Autore:Luigi Pirandello

Composizione:1928/1929

Personaggi: Sampognetta, Mommina, Totina, Dorina e Nenè, Signora Ignazia,Dottor Hinkfuss.

Il giorno 16/02/2012 abbiamo assistito alla messa in scena di un’opera teatrale di Luigi Pirandello chiamata “Questa sera si recita a soggetto” scritta nel periodo tra il 1928 e il 1929.

Il nucleo centrale dell’opera è un adattamento della novella “Leonora addio” scritta sempre dallo stesso Pirandello.

Quest’opera indaga sull’autoritarismo del regista di teatro , una figura molto importante nel mondo teatrale , ma si interessa anche della messa in scena e dei rapporti tra lui e gli attori e tra gli attori e il pubblico.

Mentre il pubblico attende l’inizio dello spettacolo, si sente un bisticciare dietro il sipario che alla fine diventa una vera e propria discussione. Alcuni spettatori invitano al silenzio, mentre la lite

con il signor Hinkfuss , il regista continua,mentre gli attori si mischiano con il pubblico.

Il motivo che causa la lite riguarda la messa in scena della commedia che deve essere rappresentata senza un copione determinato e quindi a soggetto.

Il regista vuole spezzare il racconto in precise scene spettacolari e anche formali, facendo diminuire e quasi perdere l’intensità dei sentimenti rappresentati nella commedia che riguarda una passione fortissima : la gelosia.

Invece,contrariamente gli attori vogliono una libertà d’interpretazione e una spontaneità dei loro sentimenti che porterà all’evidenziarsi del loro talento recitativo.
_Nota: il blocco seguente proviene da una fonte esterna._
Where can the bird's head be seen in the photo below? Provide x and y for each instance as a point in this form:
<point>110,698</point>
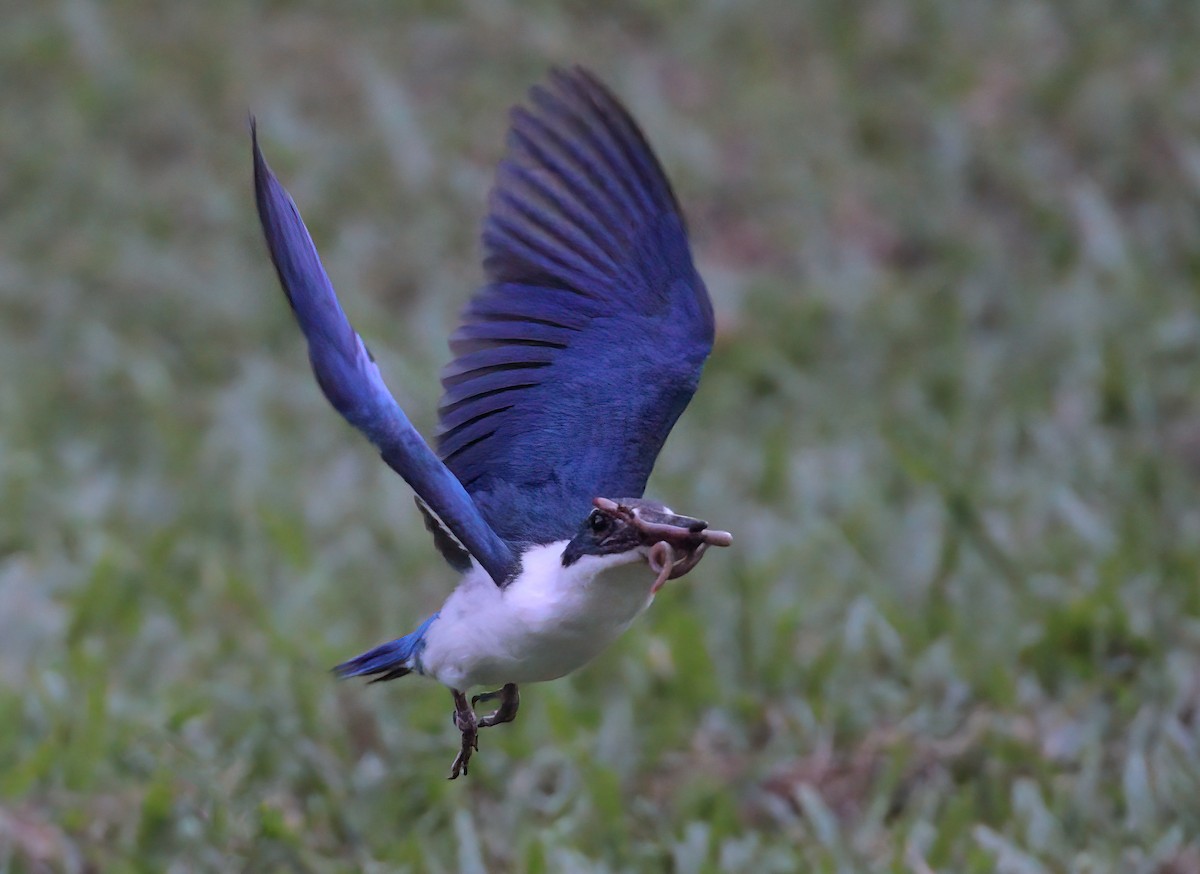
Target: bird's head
<point>671,544</point>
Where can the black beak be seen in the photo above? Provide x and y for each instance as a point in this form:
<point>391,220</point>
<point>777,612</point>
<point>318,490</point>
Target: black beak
<point>677,543</point>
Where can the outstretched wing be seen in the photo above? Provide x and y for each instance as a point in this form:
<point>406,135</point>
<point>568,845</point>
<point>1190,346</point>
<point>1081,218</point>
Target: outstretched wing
<point>351,379</point>
<point>574,363</point>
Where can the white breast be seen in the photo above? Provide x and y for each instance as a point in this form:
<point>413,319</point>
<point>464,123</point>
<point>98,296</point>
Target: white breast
<point>544,624</point>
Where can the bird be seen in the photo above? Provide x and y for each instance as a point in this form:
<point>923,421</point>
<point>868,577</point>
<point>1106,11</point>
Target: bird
<point>571,364</point>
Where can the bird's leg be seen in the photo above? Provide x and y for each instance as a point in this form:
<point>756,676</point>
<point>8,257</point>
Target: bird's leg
<point>508,710</point>
<point>465,719</point>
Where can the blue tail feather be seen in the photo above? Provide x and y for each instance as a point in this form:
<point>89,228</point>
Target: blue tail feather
<point>389,660</point>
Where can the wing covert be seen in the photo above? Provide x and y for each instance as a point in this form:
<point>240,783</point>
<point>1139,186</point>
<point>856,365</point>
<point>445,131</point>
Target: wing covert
<point>574,363</point>
<point>352,383</point>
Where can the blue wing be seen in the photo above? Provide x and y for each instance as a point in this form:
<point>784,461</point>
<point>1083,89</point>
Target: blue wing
<point>351,379</point>
<point>574,363</point>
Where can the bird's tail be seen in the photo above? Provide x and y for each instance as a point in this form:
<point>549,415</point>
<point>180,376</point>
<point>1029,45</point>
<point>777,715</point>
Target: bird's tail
<point>389,660</point>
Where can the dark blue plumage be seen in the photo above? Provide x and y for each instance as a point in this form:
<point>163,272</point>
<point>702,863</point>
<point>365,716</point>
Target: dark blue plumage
<point>574,363</point>
<point>390,660</point>
<point>571,364</point>
<point>351,379</point>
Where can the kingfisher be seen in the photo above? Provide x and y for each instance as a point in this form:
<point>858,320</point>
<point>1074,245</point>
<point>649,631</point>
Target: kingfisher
<point>571,364</point>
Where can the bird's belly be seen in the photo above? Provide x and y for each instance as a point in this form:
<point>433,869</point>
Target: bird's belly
<point>523,639</point>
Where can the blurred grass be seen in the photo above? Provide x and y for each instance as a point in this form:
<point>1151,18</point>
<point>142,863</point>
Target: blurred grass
<point>952,418</point>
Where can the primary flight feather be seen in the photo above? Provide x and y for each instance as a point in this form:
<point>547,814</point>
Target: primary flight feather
<point>571,365</point>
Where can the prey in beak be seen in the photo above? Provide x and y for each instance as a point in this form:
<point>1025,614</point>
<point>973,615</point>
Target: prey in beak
<point>676,543</point>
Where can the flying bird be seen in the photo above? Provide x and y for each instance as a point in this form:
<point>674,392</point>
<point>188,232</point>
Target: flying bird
<point>570,366</point>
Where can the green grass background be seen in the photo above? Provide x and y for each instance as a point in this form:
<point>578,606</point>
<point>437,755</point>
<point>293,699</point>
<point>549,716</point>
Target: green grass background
<point>952,418</point>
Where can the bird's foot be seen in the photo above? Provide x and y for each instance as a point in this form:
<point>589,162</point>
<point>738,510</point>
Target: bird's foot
<point>468,724</point>
<point>508,710</point>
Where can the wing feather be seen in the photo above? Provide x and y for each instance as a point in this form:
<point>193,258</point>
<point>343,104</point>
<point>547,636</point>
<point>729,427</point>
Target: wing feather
<point>575,360</point>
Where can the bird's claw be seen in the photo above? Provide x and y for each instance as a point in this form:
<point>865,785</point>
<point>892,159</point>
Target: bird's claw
<point>466,722</point>
<point>469,724</point>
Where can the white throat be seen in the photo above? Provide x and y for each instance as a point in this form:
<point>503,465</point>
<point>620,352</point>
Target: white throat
<point>546,623</point>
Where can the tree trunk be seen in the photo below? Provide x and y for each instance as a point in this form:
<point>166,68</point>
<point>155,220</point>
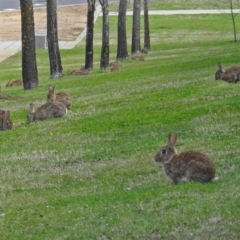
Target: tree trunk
<point>104,63</point>
<point>89,36</point>
<point>146,27</point>
<point>52,38</point>
<point>122,52</point>
<point>136,27</point>
<point>29,64</point>
<point>233,21</point>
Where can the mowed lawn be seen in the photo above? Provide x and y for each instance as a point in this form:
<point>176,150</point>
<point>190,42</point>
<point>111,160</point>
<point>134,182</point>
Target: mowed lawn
<point>91,174</point>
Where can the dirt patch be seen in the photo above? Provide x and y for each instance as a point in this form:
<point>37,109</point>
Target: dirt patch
<point>71,21</point>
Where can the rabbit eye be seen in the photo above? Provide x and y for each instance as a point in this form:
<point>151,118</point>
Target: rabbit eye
<point>164,151</point>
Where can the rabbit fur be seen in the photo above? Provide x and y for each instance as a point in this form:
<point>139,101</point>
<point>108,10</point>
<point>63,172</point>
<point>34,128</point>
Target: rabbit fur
<point>186,166</point>
<point>48,110</point>
<point>230,75</point>
<point>5,121</point>
<point>60,96</point>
Alla fine vincono gli attori che iniziano a rappresentare la commedia basata sulla gelosia di Nico Verri per sua moglie Mommina che in passato lo tradì. Ma il marito, pazzamente geloso, non riesce a dimenticare e la costringe a rimanere segregata in casa.

Ad alleviarle il dolore sopraggiunge sua sorella , la quale canta insieme a lei e le ricorda la giovinezza perduta , alla fine dopo il canto cade a terra morta e la sorella assieme a lei.

Il regista allora dimostra la sua tesi affermando quindi che gli attori devono recitare secondo un copione ben preciso. Uno spettacolo sciolto e dinamico, è quasi un omaggio critico al teatro antico e moderno.